For students earlier in their training, the benefits are more immediate. Second-year DVM student Elyan Forbis, who has attended every Street Clinic event since starting at the College, says the hands-on experience is invaluable for classmates who have not yet reached clinical rotations. "A lot of students get to practice physical exams, take vitals, and act like the doctor," he says, "which is really great, especially for first and second years."
The impact, though, runs deeper than student development. Emery points to what he calls “shelter aversion,” the clinic's role in keeping animals healthy enough that owners never have to surrender them. "You're seeing adult dogs that you saw originally as a puppy," he says. "These dogs aren't being euthanized, they aren't going to a shelter, they aren't dying because they've received their Parvo vaccine." Emery says this is one of the clinic's most significant contributions, and one of its least visible.
For Stull, the pull was about more than the animals. "As an undergrad, you can't even touch them," she says. "It was the people. Getting to see how happy they were to come here and what a difference we are making in their lives was truly amazing."
Scanlon says the feeling is mutual. "We really believe the effort is demonstrated by showing up, and they do," she says.
The clinic has also grown beyond veterinary care. Through a partnership with MSU's College of Osteopathic Medicine and the Spartan Street Medicine program, the event now treats patients on both ends of the leash. While veterinary students care for the animals, medical students provide blood pressure checks, glucose readings, and basic health screenings for the pet owners themselves.

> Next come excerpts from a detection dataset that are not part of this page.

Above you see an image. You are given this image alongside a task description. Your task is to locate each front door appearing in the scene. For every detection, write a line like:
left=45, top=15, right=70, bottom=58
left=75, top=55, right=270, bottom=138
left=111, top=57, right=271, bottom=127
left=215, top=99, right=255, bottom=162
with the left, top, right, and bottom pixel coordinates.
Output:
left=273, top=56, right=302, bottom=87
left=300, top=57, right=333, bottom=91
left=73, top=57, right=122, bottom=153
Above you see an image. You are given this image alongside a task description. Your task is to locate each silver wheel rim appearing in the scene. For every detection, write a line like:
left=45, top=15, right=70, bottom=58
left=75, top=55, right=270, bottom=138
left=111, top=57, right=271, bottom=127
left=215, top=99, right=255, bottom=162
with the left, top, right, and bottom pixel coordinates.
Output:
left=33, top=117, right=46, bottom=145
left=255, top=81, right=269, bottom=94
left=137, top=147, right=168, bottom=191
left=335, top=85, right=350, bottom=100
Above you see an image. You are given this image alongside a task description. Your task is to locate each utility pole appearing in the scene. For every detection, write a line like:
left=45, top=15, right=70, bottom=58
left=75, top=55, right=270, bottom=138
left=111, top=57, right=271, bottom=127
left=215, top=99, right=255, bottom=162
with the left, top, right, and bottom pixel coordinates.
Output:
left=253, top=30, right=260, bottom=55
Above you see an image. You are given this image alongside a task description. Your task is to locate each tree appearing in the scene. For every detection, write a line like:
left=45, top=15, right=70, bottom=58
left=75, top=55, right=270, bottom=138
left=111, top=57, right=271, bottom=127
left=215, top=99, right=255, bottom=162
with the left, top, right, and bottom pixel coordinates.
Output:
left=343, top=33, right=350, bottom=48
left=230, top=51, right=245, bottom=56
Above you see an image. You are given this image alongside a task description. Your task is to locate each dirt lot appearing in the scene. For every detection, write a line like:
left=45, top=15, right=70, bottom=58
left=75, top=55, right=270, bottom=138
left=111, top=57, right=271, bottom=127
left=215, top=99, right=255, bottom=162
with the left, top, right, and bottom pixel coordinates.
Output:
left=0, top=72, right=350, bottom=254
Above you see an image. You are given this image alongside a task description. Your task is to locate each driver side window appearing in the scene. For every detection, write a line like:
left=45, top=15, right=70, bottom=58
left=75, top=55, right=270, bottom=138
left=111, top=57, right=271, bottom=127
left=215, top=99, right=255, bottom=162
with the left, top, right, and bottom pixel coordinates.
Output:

Forbis, who hopes to expand access to specialized care across Michigan after graduation, sees the clinic as a model worth carrying forward. Stull, only in her first year with the DVM program, plans to stay on the e-board as long as her schedule allows.
"We put a lot of blood, sweat, and tears into making sure every client got seen today, which was truly a feat," Stull says. "But we did it."
For Stull, the clinic brings the purpose of veterinary medicine into focus. "You can be a vet in a small cushy office chair, I guess," she says. "But that's not what veterinary medicine is all about. It's about helping people. It's about getting out there and showing people you care."
For now, the tents are down, and the tables are packed away. But for the pet owners who left with vaccines, microchips, and treatment plans—and for the students who made it happen—the work is far from over. The Michigan Community Street Clinic plans to be back in the fall.